Le Premier ministre, Raymond Barre, lance "le premier pacte national pour l'emploi des jeunes". Plus de 4% de la population est sans emploi, selon l'Insee. Et le taux de chômage des moins de 25 ans atteint 9,2%. Celui que l'on surnomme le "meilleur économiste de France" croit avoir trouvé la parade. Il veut inciter les entreprises à embaucher des jeunes en échange d'exonérations de charges sociales. L'embellie dure quelques mois, puis le chômage repart à la hausse.


2 1984 : les premiers emplois aidés

Les socialistes sont au pouvoir, et désormais plus de 8% des Français sont au chômage. Le taux de chômage des moins de 25 ans explose à 21,3%. Le plus jeune Premier ministre de la République, Laurent Fabius, lance les TUC, les travaux d'utilité collective. Des contrats subventionnés dans les collectivités, les associations et les établissements publics. Le nom fait penser à des biscuits apéritifs, la droite ironise. Le gouvernement veut aussi miser sur la formation et y adjoint le SIVP, un stage d'initiation à la vie professionnelle.


 

Le nouveau Premier ministre Laurent Fabius adresse sa déclaration de politique générale aux députés le 24 juillet 1984 à l'Assemblée nationale à Paris.

( AFP / PHOTONONSTOP)

3 1986 : des charges en moins pour les entreprises

Quelque 19% des moins de 25 ans sont sans emploi. Le gouvernement Chirac lance un plan d'urgence pour l'emploi des jeunes. En fait, de simples allègements de charges en faveur du privé. 

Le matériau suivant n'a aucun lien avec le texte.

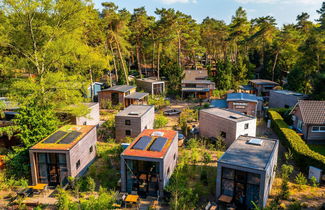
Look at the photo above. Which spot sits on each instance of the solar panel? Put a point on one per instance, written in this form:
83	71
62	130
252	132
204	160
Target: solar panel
55	137
255	142
142	143
70	137
158	144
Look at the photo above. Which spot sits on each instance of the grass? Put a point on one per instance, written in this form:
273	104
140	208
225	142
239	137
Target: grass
308	196
318	148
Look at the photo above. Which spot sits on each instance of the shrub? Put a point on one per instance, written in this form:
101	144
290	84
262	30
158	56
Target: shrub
313	182
220	144
301	179
207	157
158	101
286	171
90	184
303	155
160	121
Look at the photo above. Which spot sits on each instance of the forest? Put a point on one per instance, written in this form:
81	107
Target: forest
72	38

Le Premier ministre Jacques Chirac, le 14 septembre 1986, à Paris.

(BRUNO LEVY / AFP)

4 1990 : les emplois aidés nouvelle version

Légère baisse du chômage puisqu'un peu plus de 15% des jeunes sont sans emploi. Michel Rocard remplace les TUC par les CES, les contrats emploi solidarité. Elargis à l'ensemble des demandeurs d'emploi, ils en conservent le principe. Ces contrats aidés s'appliquent aux collectivités locales, aux associations et aux établissement publics. Les employeurs bénéficient d'exonérations de cotisations sociales.


 

Le Premier ministre, Michel Rocard, prononce un discours lors du Xème congrès national du Parti socialiste, le 16 mars 1990, à Rennes.

(AFP)

5 1993 : le "smic-jeunes"

Le taux de chômage franchit la barre symbolique des 10%. Celui des moins de 25 ans repart aussi à la hausse à plus de 21%. Edouard Balladur dévoile son CIP, le contrat d'insertion professionnelle. Il permet aux employeurs de ne payer les moins de 25 ans qu'à 80% du smic. Le projet provoque un tollé : des centaines de milliers d'étudiants et de lycéens manifestent. Le CIP est finalement enterré avant même d'avoir vu le jour. 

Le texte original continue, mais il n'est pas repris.